COMMISSIONER OF INCOME TAX Vs. BHOWMICK J N
LAWS(ORI)-1976-1-6
HIGH COURT OF ORISSA
Decided on January 05,1976

COMMISSIONER OF INCOME TAX Appellant
VERSUS
J.N. BHOWMICK Respondents


Cited Judgements :-

RITZ CONTINENTAL HOTELS LTD VS. COMMISSIONER OF INCOME TAX CENTRAL II [LAWS(CAL)-1978-2-34] [REFERRED TO]
HOTEL DIPLOMAT VS. COMMISSIONER OF INCOME TAX [LAWS(DLH)-1980-4-40] [REFERRED TO]


JUDGEMENT

R.N.MISRA, J. - (1.)AT the instance of the Revenue, the Tribunal, Cuttack Bench, has stated this case and referred the following question for opinion of the Court :
"Whether, on the facts and in the circumstances of the case, the Tribunal was justified in allowing depreciation at 1/11th of the expenditure reckoned with the year of construction as deferred revenue expenditure ?"

(2.)ASSESSEE is an individual and the relevant asst year is 1969 -70 corresponding to the accounting period ending on March 31, 1969. Assessee maintains accounts according to the mercantile system. During the year, assessee derived income from running of a hotel known as Sagarika Hotel located on the sea beach at Puri. The hotel premises were taken on lease by the assessee. Under the covenant of lease executed on 13th of July, 1967, assessee obliged himself to erect within eighteen months from the date of the lease, masonry structures on the two sides of the vacant plot of land in front of the existing building known as Ashu Bhavan as per plan to be approved by the lessors and the building was to be of very good type and the expenditure was estimated at Rs. 60,000 in the minimum. This masonry structure undertaken to be built by the assessee was to vest in the lessor on the expiry of the term of the lease (i.e., 12 years 11 months) and it was further expressly stipulated that failure to raise the construction within the time indicated would entail forfeiture of the lease, During the year, assessee claimed deduction of a sum of Rs. 38,397 said to have been spent on the aforesaid head and the same was pressed to be accepted as revenue expenditure. The ITO treated the expenditure to be of capital nature and rejected the claim for deduction.
Before the AAC, assessee reiterated his claim for deduction. Alternately, he claimed depreciation. The AAC was of the view that the fact that the expenditure was required to be incurred by the assessee under the covenant of lease did not alter the true nature of the expenditure. On an analysis, he came to the conclusion that no part of the payment could be taken as rent paid in advance and accordingly came to hold that the expenditure was of capital nature. He declined to accept the claim of depreciation in view of the fact that the asset was not owned by the assessee.

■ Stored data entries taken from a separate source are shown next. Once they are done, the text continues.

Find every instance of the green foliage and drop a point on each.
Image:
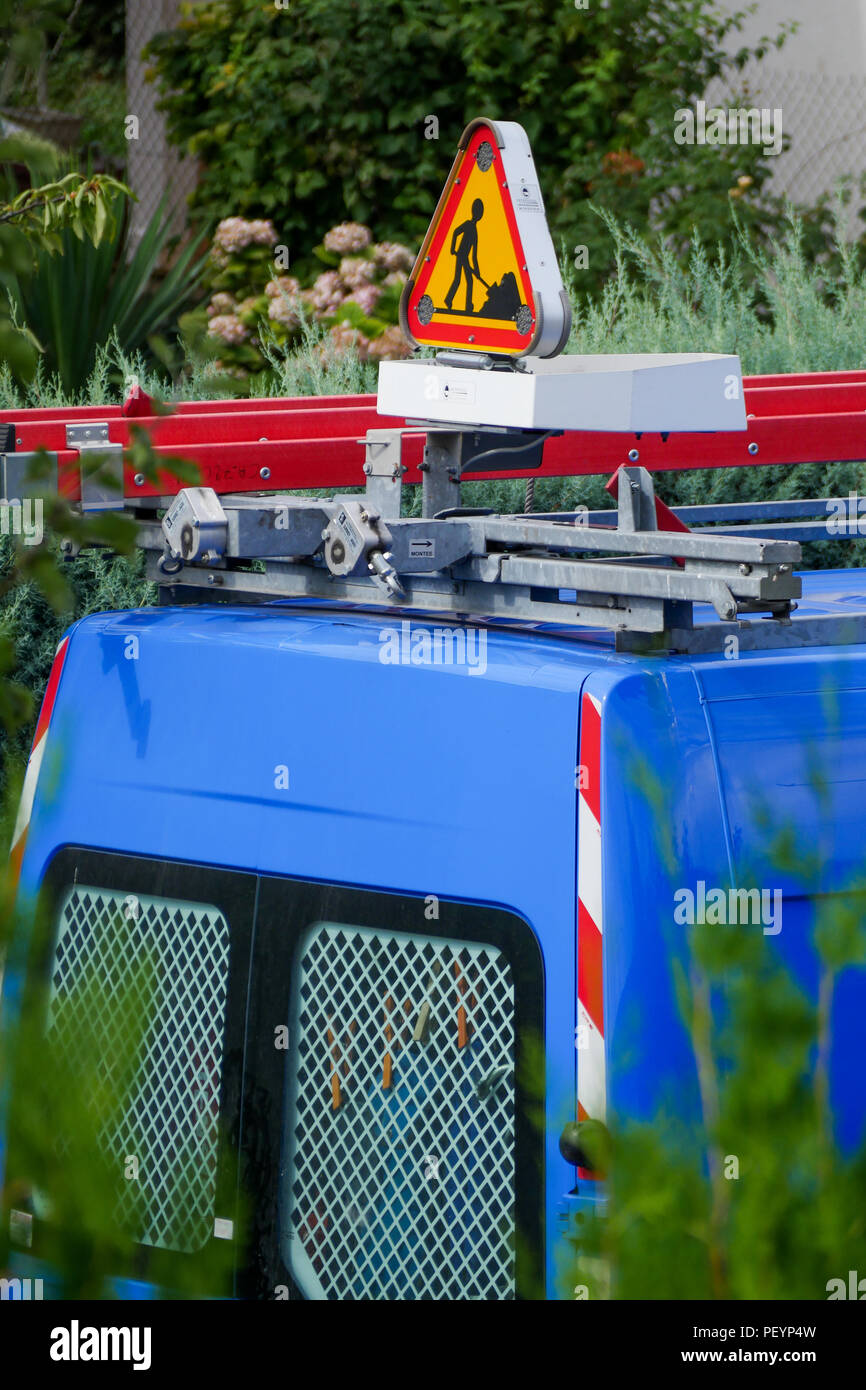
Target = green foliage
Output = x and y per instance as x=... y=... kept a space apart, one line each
x=82 y=293
x=320 y=110
x=755 y=1200
x=32 y=225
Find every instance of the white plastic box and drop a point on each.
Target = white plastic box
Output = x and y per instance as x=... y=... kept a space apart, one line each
x=610 y=392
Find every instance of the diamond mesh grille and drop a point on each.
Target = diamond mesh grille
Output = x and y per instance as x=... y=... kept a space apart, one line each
x=401 y=1179
x=163 y=962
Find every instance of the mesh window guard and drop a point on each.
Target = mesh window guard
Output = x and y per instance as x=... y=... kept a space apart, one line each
x=163 y=961
x=401 y=1126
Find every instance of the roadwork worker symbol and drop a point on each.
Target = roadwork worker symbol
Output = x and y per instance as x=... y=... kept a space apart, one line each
x=464 y=249
x=473 y=281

(3.)BEFORE the Tribunal, upon further appeal by the assessee, the same claim was recanvassed and it was disposed of by a single member with the following observation :
"The crucial point for my consideration is whether by the additional construction the assessee has increased the existing holding capacity or whether such an outlay could be construed as payment of rent in advance. On a proper construction of the lease deed, I have no hesitation to hold that the amount in question cannot be designated as payment of advance rent. However, since the lease has to enure for twelve years, the assessee is entitled to have depreciation admissible to a sum calculated at 1/1lth of the expenditure reckoned with the year of construction as deferred revenue expenditure."